Cela tient notamment au fait que les locataires disposent généralement de revenus et d’actifs moins élevés que les propriétaires, a expliqué en conférence de presse le gouverneur de la Banque du Canada, Tiff Macklem. Bien que de nombreux ménages se soient constitué un coussin financier durant la pandémie et aient, ensuite, réduit leur train de vie pour s’ajuster à l’envolée de l’inflation et au ralentissement économique, une plus grande part du budget des ménages aux revenus plus modestes est accaparée par des dépenses essentielles, comme le logement, l’épicerie et le transport, où la hausse du coût de la vie a été particulièrement marquée.
Les hausses hypothécaires à venir
Et puis, tous les propriétaires d’un logement ne sont pas hors de danger. Environ 40 % sont détenteurs d’une hypothèque. Parmi ceux-ci, la moitié n’ont pas encore fait face à une hausse de leur taux d’intérêt, du fait que le montant de leurs versements avait été établi pour cinq ans avant que la Banque du Canada ne commence à relever son taux directeur pour freiner l’inflation, de 0,25 % en mars 2022 à 5 % en juillet 2023.
Or, ces propriétaires « verront généralement une augmentation de leurs versements plus importante que ceux qui ont déjà renouvelé leur prêt », prévient la banque centrale. On estime, par exemple, que ceux qui ont eu à renouveler un prêt hypothécaire à taux fixe de 5 ans ou plus l’an dernier ont essuyé une hausse médiane de leurs versements de 15,3 %, mais que l’augmentation sera de 18,4 % cette année, de 22,6 % l’an prochain et de 25,8 % en 2026, et ce, même en tenant compte de la baisse des taux d’intérêt anticipée par les marchés financiers. La marche sera beaucoup plus haute encore pour ceux qui renouvelleront un prêt hypothécaire à taux variable et à versements fixes, la hausse des versements de 34,4 % l’an dernier n’ayant rien à voir avec celle de 61,9 % attendue en 2026.
« La pression financière s’accentuera le plus parmi les ménages qui ont contracté un prêt hypothécaire en 2021 et au début de 2022, lorsque les prix des logements étaient proches de leur sommet et que les taux hypothécaires étaient très bas », dit la banque centrale. Heureusement, les revenus de plusieurs d’entre eux se seront aussi accrus.

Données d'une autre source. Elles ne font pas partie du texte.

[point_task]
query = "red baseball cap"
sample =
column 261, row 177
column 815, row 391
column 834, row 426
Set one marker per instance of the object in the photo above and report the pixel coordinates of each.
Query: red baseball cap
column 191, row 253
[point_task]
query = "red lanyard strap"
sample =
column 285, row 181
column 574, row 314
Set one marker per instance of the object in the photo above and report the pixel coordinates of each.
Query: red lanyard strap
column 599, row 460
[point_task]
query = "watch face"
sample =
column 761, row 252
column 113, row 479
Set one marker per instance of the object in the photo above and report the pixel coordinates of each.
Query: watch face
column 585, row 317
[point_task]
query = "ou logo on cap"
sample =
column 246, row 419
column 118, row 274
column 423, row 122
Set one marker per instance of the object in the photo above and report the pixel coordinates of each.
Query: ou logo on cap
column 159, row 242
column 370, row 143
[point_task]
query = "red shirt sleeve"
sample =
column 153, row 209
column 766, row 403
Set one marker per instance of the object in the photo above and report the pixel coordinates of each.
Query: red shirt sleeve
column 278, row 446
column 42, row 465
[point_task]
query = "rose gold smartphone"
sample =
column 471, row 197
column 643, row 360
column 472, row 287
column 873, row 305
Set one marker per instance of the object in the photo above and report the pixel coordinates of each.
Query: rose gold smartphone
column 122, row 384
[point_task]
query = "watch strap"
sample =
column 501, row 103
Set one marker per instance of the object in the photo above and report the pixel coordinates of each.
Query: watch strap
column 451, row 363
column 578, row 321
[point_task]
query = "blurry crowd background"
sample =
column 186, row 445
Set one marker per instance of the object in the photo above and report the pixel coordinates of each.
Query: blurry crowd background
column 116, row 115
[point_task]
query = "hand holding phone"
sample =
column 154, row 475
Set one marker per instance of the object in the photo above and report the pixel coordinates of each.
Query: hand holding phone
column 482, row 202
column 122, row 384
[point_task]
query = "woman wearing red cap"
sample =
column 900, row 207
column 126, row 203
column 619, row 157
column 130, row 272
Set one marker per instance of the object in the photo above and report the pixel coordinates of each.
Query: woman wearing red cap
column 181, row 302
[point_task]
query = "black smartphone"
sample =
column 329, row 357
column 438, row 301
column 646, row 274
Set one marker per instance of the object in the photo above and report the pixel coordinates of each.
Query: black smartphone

Petites entreprises en difficulté
Si la santé financière des grandes compagnies « semble bonne », les petites, par contre, « montrent davantage de signes de tensions financières », a expliqué la première sous-gouverneure de la Banque du Canada, Carolyn Rogers. En « forte hausse » depuis un an, le nombre d’entreprises qui ont déposé un dossier d’insolvabilité est aujourd’hui le double de la moyenne d’avant la pandémie.
Cette forte hausse du nombre des faillites découle probablement de la hausse des coûts d’emprunt et du ralentissement de l’activité économique, mais aussi de l’élimination des programmes de soutien gouvernementaux déployés durant la pandémie, explique la Banque. Une analyse des données laisse penser que ces programmes ont artificiellement maintenu en vie des entreprises et qu’on assiste maintenant à un retour du balancier.
Du côté des banques, « la qualité du crédit demeure solide dans l’ensemble », a poursuivi Carolyn Rogers. Elle lance toutefois un avertissement aux fonds de couverture (hedge funds), dont les investissements reposent beaucoup actuellement sur du crédit garanti par des actifs peut-être surévalués.
En conclusion, « le système financier canadien demeure résilient », a dit Tiff Macklem, notamment parce que les ménages, les entreprises, les banques et les autres institutions financières se sont adaptés à la situation. Mais « cette adaptation prendra encore du temps ».